1. A tourniquet, comprising:

a covering bag, including a surrounding device, a measuring portion, and an elastic band portion connected in series, wherein the measuring portion defines an accommodating space and is made of a non-elastic material, and the elastic band portion is made of an elastic material; and

an air bag device, having an elastic air bag, the air bag device is put into the accommodating space such that the elastic air bag and the measuring portion overlap.

2. The tourniquet according to claim 1, wherein the surrounding device includes a connecting member, so that the tourniquet forms a ring structure to locate the measuring portion at a pulse position to be measured.

3. The tourniquet according to claim 2, wherein the ring structure has a radial elasticity coefficient, and the radial elasticity coefficient is determined according to a frequency of a harmonic of a blood pressure wave to be measured.

4. The tourniquet according to claim 1, wherein the covering bag further includes a fixing structure, the air bag device includes a fixing element, and the fixing element is coupled with the fixing structure to fix the covering bag and the air bag device.

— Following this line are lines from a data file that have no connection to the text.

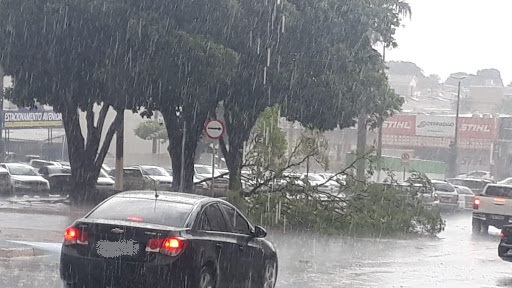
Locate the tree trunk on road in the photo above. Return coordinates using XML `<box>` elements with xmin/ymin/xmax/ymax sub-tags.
<box><xmin>356</xmin><ymin>113</ymin><xmax>367</xmax><ymax>182</ymax></box>
<box><xmin>60</xmin><ymin>104</ymin><xmax>124</xmax><ymax>205</ymax></box>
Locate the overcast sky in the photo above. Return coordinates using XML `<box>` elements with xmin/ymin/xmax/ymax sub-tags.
<box><xmin>386</xmin><ymin>0</ymin><xmax>512</xmax><ymax>85</ymax></box>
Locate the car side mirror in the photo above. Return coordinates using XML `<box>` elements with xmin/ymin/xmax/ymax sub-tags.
<box><xmin>253</xmin><ymin>226</ymin><xmax>267</xmax><ymax>238</ymax></box>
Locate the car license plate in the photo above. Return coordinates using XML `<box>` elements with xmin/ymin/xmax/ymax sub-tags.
<box><xmin>96</xmin><ymin>240</ymin><xmax>140</xmax><ymax>258</ymax></box>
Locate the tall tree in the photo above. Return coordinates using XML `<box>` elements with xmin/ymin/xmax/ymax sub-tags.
<box><xmin>130</xmin><ymin>0</ymin><xmax>238</xmax><ymax>191</ymax></box>
<box><xmin>0</xmin><ymin>0</ymin><xmax>150</xmax><ymax>201</ymax></box>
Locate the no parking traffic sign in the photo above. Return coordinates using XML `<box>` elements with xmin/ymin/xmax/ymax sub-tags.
<box><xmin>402</xmin><ymin>153</ymin><xmax>410</xmax><ymax>165</ymax></box>
<box><xmin>204</xmin><ymin>119</ymin><xmax>226</xmax><ymax>140</ymax></box>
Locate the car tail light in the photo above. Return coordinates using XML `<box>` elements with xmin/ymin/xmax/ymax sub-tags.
<box><xmin>473</xmin><ymin>197</ymin><xmax>480</xmax><ymax>210</ymax></box>
<box><xmin>64</xmin><ymin>226</ymin><xmax>89</xmax><ymax>245</ymax></box>
<box><xmin>146</xmin><ymin>237</ymin><xmax>187</xmax><ymax>256</ymax></box>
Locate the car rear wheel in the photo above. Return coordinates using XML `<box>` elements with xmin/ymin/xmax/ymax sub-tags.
<box><xmin>262</xmin><ymin>260</ymin><xmax>277</xmax><ymax>288</ymax></box>
<box><xmin>199</xmin><ymin>266</ymin><xmax>215</xmax><ymax>288</ymax></box>
<box><xmin>481</xmin><ymin>221</ymin><xmax>489</xmax><ymax>234</ymax></box>
<box><xmin>472</xmin><ymin>218</ymin><xmax>482</xmax><ymax>234</ymax></box>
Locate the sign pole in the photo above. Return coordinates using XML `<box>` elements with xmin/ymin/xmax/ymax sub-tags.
<box><xmin>204</xmin><ymin>119</ymin><xmax>226</xmax><ymax>196</ymax></box>
<box><xmin>0</xmin><ymin>66</ymin><xmax>5</xmax><ymax>162</ymax></box>
<box><xmin>210</xmin><ymin>142</ymin><xmax>215</xmax><ymax>197</ymax></box>
<box><xmin>180</xmin><ymin>121</ymin><xmax>187</xmax><ymax>193</ymax></box>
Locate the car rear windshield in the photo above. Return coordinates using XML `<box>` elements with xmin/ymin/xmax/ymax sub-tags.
<box><xmin>87</xmin><ymin>197</ymin><xmax>192</xmax><ymax>228</ymax></box>
<box><xmin>450</xmin><ymin>179</ymin><xmax>487</xmax><ymax>189</ymax></box>
<box><xmin>434</xmin><ymin>183</ymin><xmax>455</xmax><ymax>192</ymax></box>
<box><xmin>485</xmin><ymin>186</ymin><xmax>512</xmax><ymax>198</ymax></box>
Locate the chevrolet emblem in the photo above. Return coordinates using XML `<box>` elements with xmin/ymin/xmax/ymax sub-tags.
<box><xmin>110</xmin><ymin>228</ymin><xmax>124</xmax><ymax>234</ymax></box>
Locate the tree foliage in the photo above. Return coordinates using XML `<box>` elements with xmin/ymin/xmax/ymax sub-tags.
<box><xmin>246</xmin><ymin>106</ymin><xmax>287</xmax><ymax>171</ymax></box>
<box><xmin>0</xmin><ymin>0</ymin><xmax>410</xmax><ymax>200</ymax></box>
<box><xmin>0</xmin><ymin>0</ymin><xmax>156</xmax><ymax>204</ymax></box>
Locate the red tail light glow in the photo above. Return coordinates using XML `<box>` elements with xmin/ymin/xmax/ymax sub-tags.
<box><xmin>126</xmin><ymin>216</ymin><xmax>143</xmax><ymax>222</ymax></box>
<box><xmin>146</xmin><ymin>237</ymin><xmax>187</xmax><ymax>256</ymax></box>
<box><xmin>64</xmin><ymin>226</ymin><xmax>89</xmax><ymax>245</ymax></box>
<box><xmin>473</xmin><ymin>197</ymin><xmax>480</xmax><ymax>210</ymax></box>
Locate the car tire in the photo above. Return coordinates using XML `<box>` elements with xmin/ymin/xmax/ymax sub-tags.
<box><xmin>480</xmin><ymin>221</ymin><xmax>489</xmax><ymax>235</ymax></box>
<box><xmin>471</xmin><ymin>218</ymin><xmax>482</xmax><ymax>234</ymax></box>
<box><xmin>259</xmin><ymin>260</ymin><xmax>277</xmax><ymax>288</ymax></box>
<box><xmin>197</xmin><ymin>266</ymin><xmax>216</xmax><ymax>288</ymax></box>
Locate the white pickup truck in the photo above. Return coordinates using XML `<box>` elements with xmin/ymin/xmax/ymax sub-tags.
<box><xmin>472</xmin><ymin>184</ymin><xmax>512</xmax><ymax>233</ymax></box>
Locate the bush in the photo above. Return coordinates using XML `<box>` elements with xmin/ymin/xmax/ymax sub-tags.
<box><xmin>228</xmin><ymin>184</ymin><xmax>445</xmax><ymax>237</ymax></box>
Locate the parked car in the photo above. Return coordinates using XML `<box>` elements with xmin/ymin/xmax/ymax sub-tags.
<box><xmin>131</xmin><ymin>165</ymin><xmax>173</xmax><ymax>191</ymax></box>
<box><xmin>0</xmin><ymin>163</ymin><xmax>50</xmax><ymax>194</ymax></box>
<box><xmin>446</xmin><ymin>178</ymin><xmax>492</xmax><ymax>195</ymax></box>
<box><xmin>28</xmin><ymin>159</ymin><xmax>62</xmax><ymax>169</ymax></box>
<box><xmin>96</xmin><ymin>168</ymin><xmax>116</xmax><ymax>190</ymax></box>
<box><xmin>453</xmin><ymin>185</ymin><xmax>475</xmax><ymax>210</ymax></box>
<box><xmin>60</xmin><ymin>191</ymin><xmax>278</xmax><ymax>288</ymax></box>
<box><xmin>431</xmin><ymin>180</ymin><xmax>459</xmax><ymax>211</ymax></box>
<box><xmin>38</xmin><ymin>166</ymin><xmax>71</xmax><ymax>196</ymax></box>
<box><xmin>498</xmin><ymin>225</ymin><xmax>512</xmax><ymax>262</ymax></box>
<box><xmin>194</xmin><ymin>164</ymin><xmax>229</xmax><ymax>192</ymax></box>
<box><xmin>110</xmin><ymin>167</ymin><xmax>149</xmax><ymax>190</ymax></box>
<box><xmin>0</xmin><ymin>167</ymin><xmax>13</xmax><ymax>195</ymax></box>
<box><xmin>457</xmin><ymin>170</ymin><xmax>494</xmax><ymax>180</ymax></box>
<box><xmin>472</xmin><ymin>184</ymin><xmax>512</xmax><ymax>233</ymax></box>
<box><xmin>38</xmin><ymin>166</ymin><xmax>115</xmax><ymax>196</ymax></box>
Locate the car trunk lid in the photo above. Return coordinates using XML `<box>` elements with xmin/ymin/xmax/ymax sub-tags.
<box><xmin>70</xmin><ymin>218</ymin><xmax>186</xmax><ymax>262</ymax></box>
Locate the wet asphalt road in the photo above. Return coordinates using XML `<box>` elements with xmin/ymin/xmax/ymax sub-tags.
<box><xmin>0</xmin><ymin>212</ymin><xmax>512</xmax><ymax>288</ymax></box>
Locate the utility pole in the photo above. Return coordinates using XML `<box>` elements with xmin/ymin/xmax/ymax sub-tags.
<box><xmin>377</xmin><ymin>44</ymin><xmax>386</xmax><ymax>183</ymax></box>
<box><xmin>0</xmin><ymin>65</ymin><xmax>5</xmax><ymax>162</ymax></box>
<box><xmin>151</xmin><ymin>111</ymin><xmax>159</xmax><ymax>154</ymax></box>
<box><xmin>180</xmin><ymin>121</ymin><xmax>187</xmax><ymax>192</ymax></box>
<box><xmin>449</xmin><ymin>76</ymin><xmax>466</xmax><ymax>177</ymax></box>
<box><xmin>114</xmin><ymin>108</ymin><xmax>124</xmax><ymax>191</ymax></box>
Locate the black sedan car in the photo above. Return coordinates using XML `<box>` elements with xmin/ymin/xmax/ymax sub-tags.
<box><xmin>60</xmin><ymin>191</ymin><xmax>278</xmax><ymax>288</ymax></box>
<box><xmin>498</xmin><ymin>225</ymin><xmax>512</xmax><ymax>262</ymax></box>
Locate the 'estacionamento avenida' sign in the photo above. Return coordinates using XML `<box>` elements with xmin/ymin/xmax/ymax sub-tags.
<box><xmin>3</xmin><ymin>109</ymin><xmax>62</xmax><ymax>129</ymax></box>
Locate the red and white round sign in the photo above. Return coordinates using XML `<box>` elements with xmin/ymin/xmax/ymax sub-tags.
<box><xmin>204</xmin><ymin>119</ymin><xmax>226</xmax><ymax>140</ymax></box>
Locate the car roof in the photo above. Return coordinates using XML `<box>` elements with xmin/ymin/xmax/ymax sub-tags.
<box><xmin>114</xmin><ymin>190</ymin><xmax>219</xmax><ymax>205</ymax></box>
<box><xmin>2</xmin><ymin>163</ymin><xmax>32</xmax><ymax>167</ymax></box>
<box><xmin>487</xmin><ymin>183</ymin><xmax>512</xmax><ymax>187</ymax></box>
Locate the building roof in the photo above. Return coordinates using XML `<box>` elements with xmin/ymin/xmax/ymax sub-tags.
<box><xmin>5</xmin><ymin>128</ymin><xmax>66</xmax><ymax>143</ymax></box>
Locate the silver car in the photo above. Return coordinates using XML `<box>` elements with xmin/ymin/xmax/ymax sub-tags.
<box><xmin>432</xmin><ymin>180</ymin><xmax>459</xmax><ymax>211</ymax></box>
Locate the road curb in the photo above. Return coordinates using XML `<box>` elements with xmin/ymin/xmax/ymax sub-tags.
<box><xmin>0</xmin><ymin>247</ymin><xmax>36</xmax><ymax>258</ymax></box>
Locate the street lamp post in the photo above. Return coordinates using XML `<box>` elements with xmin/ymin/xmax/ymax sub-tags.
<box><xmin>450</xmin><ymin>76</ymin><xmax>466</xmax><ymax>177</ymax></box>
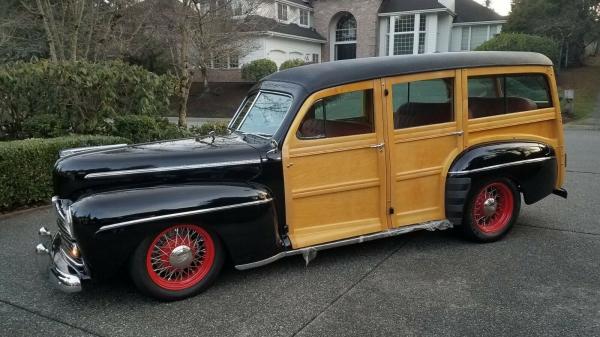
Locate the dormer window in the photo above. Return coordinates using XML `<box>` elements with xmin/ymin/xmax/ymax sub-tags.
<box><xmin>277</xmin><ymin>3</ymin><xmax>288</xmax><ymax>21</ymax></box>
<box><xmin>300</xmin><ymin>9</ymin><xmax>309</xmax><ymax>27</ymax></box>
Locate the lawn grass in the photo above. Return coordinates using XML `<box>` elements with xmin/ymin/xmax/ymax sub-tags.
<box><xmin>558</xmin><ymin>57</ymin><xmax>600</xmax><ymax>120</ymax></box>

5. The tourniquet according to claim 4, wherein a surface of the accommodating space of the measuring portion has a non-slip material part, and the non-slip material part is in contact with the fixing element to prevent displacement of the air bag device.

6. The tourniquet according to claim 5, wherein the fixing structure of the covering bag has a plurality of holes and a plurality of fixing holes.

7. The tourniquet according to claim 6, wherein the fixing element of the air bag device includes an air inlet pipe, an air outlet pipe, and a plurality of fixation pillars, and the air inlet pipe and the air outlet pipe communicate with the elastic air bag.

8. The tourniquet according to claim 7, wherein after the air bag device is put into the accomodating space, the air inlet pipe, the air outlet pipe, and the plurality of fixation pillars respectively pass through corresponding holes and fixing holes, so that the tourniquet is coupled to a measurement device by the plurality of fixation pillars.

9. The tourniquet according to claim 1, wherein the measuring portion and the elastic band portion are connected in series by an elastomeric knitting technique.

10. The tourniquet according to claim 9, wherein the elastomeric knitting technique is a jump knitting method, or performs stitching with an elastic thread.